Burnett threw a fourth fastball, this one inside, and Evans again swung late. Evans broke his bat and sent the ball down the line, toward first baseman Dunn, which was not a promising development.
"A right-handed hitter hitting a ball against a left-handed pitcher down the first-base line, you might see that two or three times a year," Riggleman said. "That's about it."
Dunn stumbled one step, lunged and watched the ball roll past, about a foot from his glove. Thole cruised home, and Evans motored to second with the go-ahead double.
"You don't see too many broken-bat, fastballs in down the first-base line," Burnett said. "I guess when you're a lefty, anything can happen."

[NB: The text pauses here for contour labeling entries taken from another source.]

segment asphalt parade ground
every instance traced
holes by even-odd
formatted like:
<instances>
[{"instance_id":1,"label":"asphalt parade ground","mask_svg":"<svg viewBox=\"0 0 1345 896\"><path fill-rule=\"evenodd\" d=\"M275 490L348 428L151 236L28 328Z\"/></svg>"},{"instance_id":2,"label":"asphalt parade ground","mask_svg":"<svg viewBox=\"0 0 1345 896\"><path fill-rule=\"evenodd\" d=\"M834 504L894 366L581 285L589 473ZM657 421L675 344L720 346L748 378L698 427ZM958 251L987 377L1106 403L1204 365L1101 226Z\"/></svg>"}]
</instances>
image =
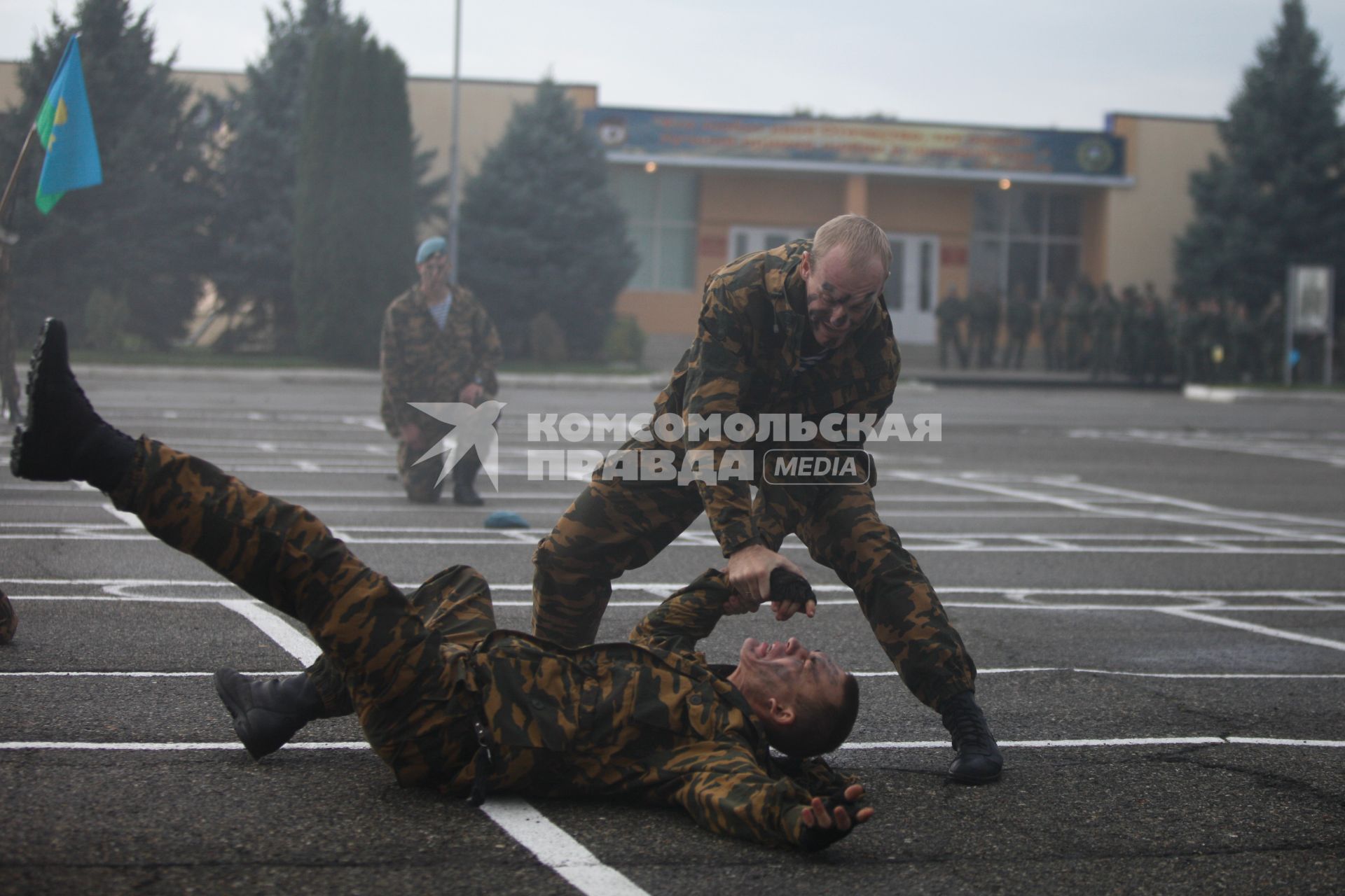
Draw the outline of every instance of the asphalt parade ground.
<instances>
[{"instance_id":1,"label":"asphalt parade ground","mask_svg":"<svg viewBox=\"0 0 1345 896\"><path fill-rule=\"evenodd\" d=\"M499 490L414 506L370 377L82 375L132 433L312 509L414 586L471 563L527 629L530 555L580 489L530 481L530 412L635 414L652 390L514 388ZM1345 404L1209 404L1123 390L901 388L942 441L874 446L884 519L935 583L1005 754L948 783L937 716L854 598L721 623L709 658L798 635L862 676L831 756L872 823L818 856L716 837L667 809L399 789L350 719L253 762L210 676L299 670L288 619L155 541L95 490L0 473L0 893L1341 892ZM8 429L0 430L8 442ZM491 510L529 529L484 529ZM702 517L621 579L603 638L721 563Z\"/></svg>"}]
</instances>

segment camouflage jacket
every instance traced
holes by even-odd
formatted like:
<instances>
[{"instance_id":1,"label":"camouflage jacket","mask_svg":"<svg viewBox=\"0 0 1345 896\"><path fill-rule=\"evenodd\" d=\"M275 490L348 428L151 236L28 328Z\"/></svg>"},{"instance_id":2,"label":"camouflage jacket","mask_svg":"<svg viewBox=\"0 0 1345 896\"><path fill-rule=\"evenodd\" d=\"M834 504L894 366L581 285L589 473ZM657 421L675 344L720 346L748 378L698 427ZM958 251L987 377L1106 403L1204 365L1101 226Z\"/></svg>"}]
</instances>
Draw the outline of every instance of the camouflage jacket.
<instances>
[{"instance_id":1,"label":"camouflage jacket","mask_svg":"<svg viewBox=\"0 0 1345 896\"><path fill-rule=\"evenodd\" d=\"M746 699L695 652L729 590L705 579L664 600L625 643L565 650L499 630L472 653L472 677L500 752L491 790L542 797L628 795L681 806L702 827L799 845L814 795L853 779L823 760L772 758ZM448 790L467 793L468 763Z\"/></svg>"},{"instance_id":2,"label":"camouflage jacket","mask_svg":"<svg viewBox=\"0 0 1345 896\"><path fill-rule=\"evenodd\" d=\"M393 438L404 423L425 416L408 402L456 402L477 380L486 398L499 391L500 337L482 304L465 287L453 289L448 322L438 328L417 286L393 300L383 314L379 367L383 371L382 416Z\"/></svg>"},{"instance_id":3,"label":"camouflage jacket","mask_svg":"<svg viewBox=\"0 0 1345 896\"><path fill-rule=\"evenodd\" d=\"M748 414L760 422L763 414L802 414L819 420L838 412L881 418L901 371L892 318L881 297L830 357L799 369L808 318L798 267L811 246L806 239L785 243L744 255L710 274L695 341L655 400L655 416L716 414L722 420ZM675 447L713 451L716 469L725 450L753 447L701 435L694 442L683 437ZM695 488L724 556L759 537L745 481L697 481Z\"/></svg>"}]
</instances>

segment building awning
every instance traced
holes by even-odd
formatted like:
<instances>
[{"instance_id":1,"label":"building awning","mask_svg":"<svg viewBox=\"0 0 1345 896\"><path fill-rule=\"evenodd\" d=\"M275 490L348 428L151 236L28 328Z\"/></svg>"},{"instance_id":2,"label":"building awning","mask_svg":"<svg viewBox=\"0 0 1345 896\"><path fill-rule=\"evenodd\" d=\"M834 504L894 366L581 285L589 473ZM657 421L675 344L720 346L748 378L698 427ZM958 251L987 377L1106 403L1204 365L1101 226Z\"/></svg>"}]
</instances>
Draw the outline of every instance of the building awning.
<instances>
[{"instance_id":1,"label":"building awning","mask_svg":"<svg viewBox=\"0 0 1345 896\"><path fill-rule=\"evenodd\" d=\"M1126 141L1106 132L966 128L654 109L584 113L608 161L839 175L1127 187Z\"/></svg>"}]
</instances>

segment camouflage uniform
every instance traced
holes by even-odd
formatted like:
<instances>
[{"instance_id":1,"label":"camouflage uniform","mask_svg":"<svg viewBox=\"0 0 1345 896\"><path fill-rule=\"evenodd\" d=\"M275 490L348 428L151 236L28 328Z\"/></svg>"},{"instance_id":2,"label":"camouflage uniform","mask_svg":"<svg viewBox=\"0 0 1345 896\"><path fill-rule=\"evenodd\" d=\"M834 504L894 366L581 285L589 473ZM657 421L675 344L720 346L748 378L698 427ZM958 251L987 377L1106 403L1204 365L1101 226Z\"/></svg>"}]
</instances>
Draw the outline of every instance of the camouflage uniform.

The Nationals' bats stayed silent for the remainder of the game. They could have broken the game open in the sixth inning, when Dunn laced a single to right field and loaded the bases with one out. But Roger Bernadina popped up to third and Michael Morse followed with a grounder to short, ending the threat.
At least Ramos became the latest September call-up to take the Nationals' minds off how far they are from contending, going 2 for 3 with a double and his first career homer. The Nationals believe Ramos, 23, will become part of their bedrock, their catcher for years to come, because of his vast and obvious defensive skill. But they also believe his raw strength and easy swing give him the potential to someday clobber home runs like few catchers can. He hit a home run only once every 37.9 at-bats in the minors, but they see him potentially hitting about 20 in a season.
"When he swings the bat," Riggleman said, "the ball really jumps."
On Wednesday, he showed why. In his first at-bat, he poked a single up the middle, the Nationals' first hit off Dickey, and with hustle turned it into a double. When he came to bat a second time in the fifth, the Nationals had only two hits against Dickey, the second a single by Morse two batters earlier.
Ramos had rare insight into Dickey, the 35-year-old who might be the comeback story of the season. Ramos caught Dickey during spring training in 2009, when both played in the Twins organization.
"Today when I faced him, I know a little bit how he likes to pitch in different counts," Ramos said. "I was ready for his knuckleball. I never try to pull that ball, because if you try to pull that pitch, it's a groundball to shortstop, third base for sure. I always try to stay in the middle."
Sure enough, Dickey threw him two 77-mph knuckleballs. The second stayed up in the strike zone. The ball exploded off Ramos's bat and over the center field fence, onto the grassy berm beyond the wall. The first home run of his career had tied the score at 2. The Nationals could savor Ramos's first homer even as they absorbed the familiar feeling of another loss.
"I'm excited I hit the home run," Ramos said. "I'm not too excited, because we lost."